Integrar uma memória quântica em um nó de rede é uma tarefa desafiadora, pois os critérios que precisam ser cumpridos para tal sistema funcionar são maiores do que os necessários para a criação de um processador quântico autônomo. Mais notavelmente, a memória desenvolvida precisaria ser robusta contra atividades de rede simultâneas.

“Isso significa que as informações quânticas armazenadas na memória não devem se degradar enquanto um link de rede é estabelecido”, explicou Drmota. “Isso requer isolamento extremo entre a memória e a rede, mas, ao mesmo tempo, também precisa haver um mecanismo rápido e confiável que acople a memória à rede quando necessário.”

Veja dentro da câmara de vácuo, onde capturamos íons de estrôncio e cálcio usando campos elétricos e lasers. Créditos: David Nadlinger.

Para criar sua memória quântica, Drmota e seus colegas usaram duas espécies atômicas diferentes, ou seja, estrôncio e cálcio, pois isso lhes permitiu minimizar o crosstalk ao estabelecer um link de rede. O crosstalk limitado nesta arquitetura de espécies mistas também permitiu que eles detectassem erros em tempo real e utilizassem o que é conhecido como resfriamento em sequência. Portões emaranhados de espécies mistas forneciam a conexão que faltava entre a rede e a memória.

“Uma das fontes de erro técnico que enfrentamos com qubits de íons presos é a defasagem devido ao ruído do campo magnético”, disse Drmota. “No entanto, o cálcio-43 apresenta transições que são insensíveis aos campos magnéticos, eliminando esse erro, aumentando assim seu tempo de coerência. Enquanto o estrôncio-88 é perfeitamente adequado para gerar fótons para redes, ele é sensível ao ruído do campo magnético.”

Embora o estrôncio-88 seja sensível ao ruído do campo magnético, os pesquisadores conseguiram preservar o emaranhamento entre seu íon de memória e um fóton por mais tempo, transferindo informações quânticas do estrôncio para o cálcio no sistema. Especificamente, eles poderiam preservar esse emaranhamento por mais de 10 segundos, o que é pelo menos 1.000 vezes mais do que o observado entre um íon de estrôncio nu e um fóton.

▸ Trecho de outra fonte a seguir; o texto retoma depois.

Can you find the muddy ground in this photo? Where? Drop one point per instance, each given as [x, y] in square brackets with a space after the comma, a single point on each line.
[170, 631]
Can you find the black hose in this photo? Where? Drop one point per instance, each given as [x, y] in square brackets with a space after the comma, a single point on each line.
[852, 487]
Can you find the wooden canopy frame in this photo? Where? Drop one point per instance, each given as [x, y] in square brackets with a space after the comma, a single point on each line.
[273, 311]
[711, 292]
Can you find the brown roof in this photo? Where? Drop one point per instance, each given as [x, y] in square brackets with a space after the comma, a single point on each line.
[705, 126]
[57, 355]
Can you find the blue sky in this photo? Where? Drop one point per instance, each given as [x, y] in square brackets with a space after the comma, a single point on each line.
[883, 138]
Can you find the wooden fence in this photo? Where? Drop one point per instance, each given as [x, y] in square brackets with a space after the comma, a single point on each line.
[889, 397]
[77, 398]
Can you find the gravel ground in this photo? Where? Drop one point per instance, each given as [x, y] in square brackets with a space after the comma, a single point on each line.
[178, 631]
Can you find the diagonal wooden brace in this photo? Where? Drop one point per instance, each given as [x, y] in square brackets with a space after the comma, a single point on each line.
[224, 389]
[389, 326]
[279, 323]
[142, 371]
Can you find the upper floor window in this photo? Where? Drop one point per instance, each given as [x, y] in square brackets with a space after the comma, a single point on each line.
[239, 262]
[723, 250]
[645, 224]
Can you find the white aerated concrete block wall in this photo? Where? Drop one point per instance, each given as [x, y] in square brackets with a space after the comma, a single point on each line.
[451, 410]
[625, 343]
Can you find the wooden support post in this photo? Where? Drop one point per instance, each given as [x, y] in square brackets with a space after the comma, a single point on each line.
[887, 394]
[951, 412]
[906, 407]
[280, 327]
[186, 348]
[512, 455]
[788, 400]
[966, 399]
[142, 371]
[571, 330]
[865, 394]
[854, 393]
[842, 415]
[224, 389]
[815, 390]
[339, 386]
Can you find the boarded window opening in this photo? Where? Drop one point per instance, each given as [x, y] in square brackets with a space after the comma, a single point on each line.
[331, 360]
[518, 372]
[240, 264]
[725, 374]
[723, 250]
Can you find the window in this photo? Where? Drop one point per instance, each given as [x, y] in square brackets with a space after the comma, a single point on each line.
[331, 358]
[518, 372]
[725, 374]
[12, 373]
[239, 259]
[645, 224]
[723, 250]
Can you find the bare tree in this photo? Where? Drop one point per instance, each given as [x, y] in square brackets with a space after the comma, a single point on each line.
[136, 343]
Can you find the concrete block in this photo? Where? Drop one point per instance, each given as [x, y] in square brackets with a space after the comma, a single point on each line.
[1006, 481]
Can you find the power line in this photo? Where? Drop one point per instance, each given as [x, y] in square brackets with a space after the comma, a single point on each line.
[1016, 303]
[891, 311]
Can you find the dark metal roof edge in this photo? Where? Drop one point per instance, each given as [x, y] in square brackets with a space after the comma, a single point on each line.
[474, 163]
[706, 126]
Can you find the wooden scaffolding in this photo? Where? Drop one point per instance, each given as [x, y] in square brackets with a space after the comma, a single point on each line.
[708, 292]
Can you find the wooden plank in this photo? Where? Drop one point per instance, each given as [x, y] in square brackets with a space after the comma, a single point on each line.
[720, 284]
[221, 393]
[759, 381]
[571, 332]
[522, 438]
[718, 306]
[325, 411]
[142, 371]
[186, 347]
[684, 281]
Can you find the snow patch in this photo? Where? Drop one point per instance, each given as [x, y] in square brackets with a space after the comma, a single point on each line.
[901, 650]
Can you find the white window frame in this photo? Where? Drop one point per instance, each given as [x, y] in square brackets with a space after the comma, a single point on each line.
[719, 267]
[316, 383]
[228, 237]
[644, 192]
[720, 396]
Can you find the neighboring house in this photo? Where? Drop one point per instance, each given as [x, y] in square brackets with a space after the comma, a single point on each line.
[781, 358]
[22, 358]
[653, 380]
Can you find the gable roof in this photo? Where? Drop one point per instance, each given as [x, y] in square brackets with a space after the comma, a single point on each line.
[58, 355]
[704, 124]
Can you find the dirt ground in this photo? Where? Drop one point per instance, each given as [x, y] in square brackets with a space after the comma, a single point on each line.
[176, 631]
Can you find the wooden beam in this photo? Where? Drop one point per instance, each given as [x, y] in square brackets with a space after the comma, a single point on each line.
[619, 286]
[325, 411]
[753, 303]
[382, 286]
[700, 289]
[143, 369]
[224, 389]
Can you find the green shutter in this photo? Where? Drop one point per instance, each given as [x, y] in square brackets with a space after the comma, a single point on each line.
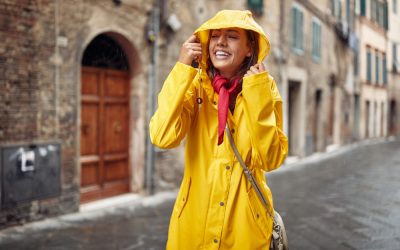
[300, 29]
[384, 70]
[377, 68]
[256, 6]
[369, 75]
[293, 27]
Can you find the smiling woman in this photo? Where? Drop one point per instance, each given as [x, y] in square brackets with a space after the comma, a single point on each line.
[216, 207]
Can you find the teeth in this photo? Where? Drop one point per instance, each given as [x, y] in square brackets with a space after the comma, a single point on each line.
[221, 53]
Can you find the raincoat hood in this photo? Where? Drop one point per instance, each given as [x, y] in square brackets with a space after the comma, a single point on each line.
[232, 19]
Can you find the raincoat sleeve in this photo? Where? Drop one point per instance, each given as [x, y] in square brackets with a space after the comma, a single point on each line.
[263, 112]
[170, 122]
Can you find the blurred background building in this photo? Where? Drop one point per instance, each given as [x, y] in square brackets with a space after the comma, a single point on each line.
[79, 78]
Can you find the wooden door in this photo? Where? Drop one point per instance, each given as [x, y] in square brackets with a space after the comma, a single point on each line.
[104, 133]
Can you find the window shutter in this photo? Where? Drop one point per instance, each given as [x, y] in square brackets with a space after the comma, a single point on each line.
[377, 69]
[294, 17]
[363, 6]
[256, 6]
[369, 73]
[300, 29]
[384, 70]
[385, 16]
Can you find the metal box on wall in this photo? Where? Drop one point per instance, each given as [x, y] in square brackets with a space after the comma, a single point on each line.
[29, 173]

“Além disso, o íon estrôncio pode ser reutilizado para gerar mais fótons emaranhados, e mostramos que esse processo não afeta a fidelidade do emaranhamento entre a memória e o fóton anterior, alcançando robustez para a atividade da rede”, disse Drmota. “Notavelmente, conseguimos integrar a complexidade associada a várias técnicas desafiadoras, que foram desenvolvidas isoladamente em diferentes configurações ao longo de muitos anos, em um único experimento”.

Nos testes iniciais, a memória quântica criada por Drmota e seus colegas alcançou resultados muito promissores, pois se mostrou altamente robusta, preservando o emaranhamento entre um íon aprisionado e um fóton por pelo menos 10s. A demonstração dessa memória quântica pela equipe pode ser um marco importante na busca contínua para realizar o processamento distribuído de informações quânticas.

Usando seu design, os nós computacionais quânticos individuais podem ser carregados com um determinado número de qubits de processamento (ou seja, cálcio), enquanto o qubit da rede (ou seja, estrôncio) pode ser usado para criar links quânticos entre módulos distantes. Por fim, essa promissora memória quântica pode abrir caminho para a criação de sistemas de computação quântica escaláveis, pois o uso de pequenos módulos que podem processar informações quânticas e interligá-los com outros módulos contorna a necessidade de armadilhas de íons grandes e complexas.

“A memória quântica robusta pode ser usada em repetidores quânticos, para computação quântica privada (cega), e é a chave para novos desenvolvimentos em comunicações quânticas, metrologia e manutenção do tempo”, acrescentou Drmota. “Por exemplo, para o campo nascente de relógios atômicos emaranhados, as longas durações de armazenamento de emaranhamento alcançadas em nossos experimentos levarão a uma melhoria de ordem de grandeza na precisão da comparação de frequência entre relógios distantes”.